By itself, a Washington, D.C., jury’s acquittal of a 37-year-old man of assault for throwing a sandwich at a Customs and Border Protection officer isn’t particularly troubling; it’s actually a little funny. But placed into a larger pattern of D.C. jury behavior, it is the latest example of an increasingly partisan jury pool excusing Democrats for offenses that would almost certainly have sent a Republican to jail.
About 20 CBP officers were standing on 14th and U Streets, NW, a popular spot for drinking in D.C., on the night of Aug. 10, not bothering anyone. A man was so offended by the mere presence of immigration law enforcement officers that he started berating them with profanities, calling them “racists” and “fascists.”
The officers behaved professionally and ignored him, but then he petulantly threw a salami sub sandwich at one of them and ran off. He was chased down, taken into custody, and arrested. The U.S. Attorney first charged him with felony assault of a federal agent, but a D.C. grand jury refused even to indict him (So much for the theory that a grand jury will indict a ham sandwich!). The U.S. Attorney then downgraded the charge to misdemeanor assault, which does not require a grand jury indictment. But after a brief trial, the D.C. jury refused to convict the defendant even though throwing a sandwich at a person is textbook misdemeanor assault.

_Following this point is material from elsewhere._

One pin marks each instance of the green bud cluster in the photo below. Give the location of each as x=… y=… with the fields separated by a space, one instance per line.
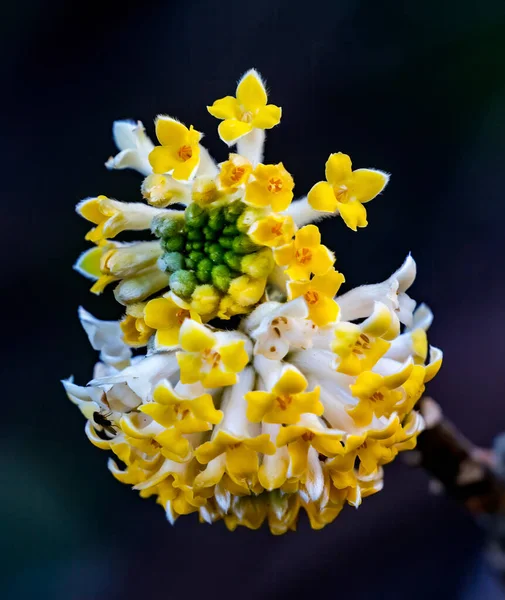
x=209 y=245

The sandwich thrower’s acquittal comes a month after another D.C. jury cleared a woman of the same misdemeanor charge, assaulting a federal agent, even though she injured a female FBI agent while attempting to interfere with the arrest of an illegal immigrant.
It appears to be open season on officers trying to enforce immigration law in D.C.
If the issue of juries primarily made up of Democrats letting other Democrats get away with crimes were limited to immigration, it would be concerning enough, but it is more general than that.
Consider the case of Michael Sussmann, a campaign lawyer for former Secretary of State Hillary Clinton who was charged with lying to the FBI about his role in pushing the now-discredited Trump-Russia collusion narrative. Prosecutors presented text messages proving Sussmann told the FBI he wasn’t acting “on behalf of any client,” even though he later billed the client, which was Clinton’s presidential campaign. In any other jurisdiction, such direct evidence would have been decisive. But in D.C., where nearly every juror admitted to voting for former President Joe Biden, the jury deliberated for just six hours before declaring him not guilty — a verdict that seemed to say crimes committed with partisan motives are excusable when aimed at Republicans.
Then there was Greg Craig, a high-profile Democratic lawyer and former President Barack Obama’s White House counsel, who faced charges for misleading the Justice Department about his work for the pro-Russia Ukrainian government that employed Paul Manafort. The evidence showed Craig had helped craft a report meant to whitewash the Ukrainian regime’s prosecution of an opposition leader — and that he had lied about it to avoid registering as a foreign agent. Yet a D.C. jury again refused to convict, deciding that a well-connected Democrat deserved the benefit of the doubt that President Donald Trump’s allies never receive in that same courthouse.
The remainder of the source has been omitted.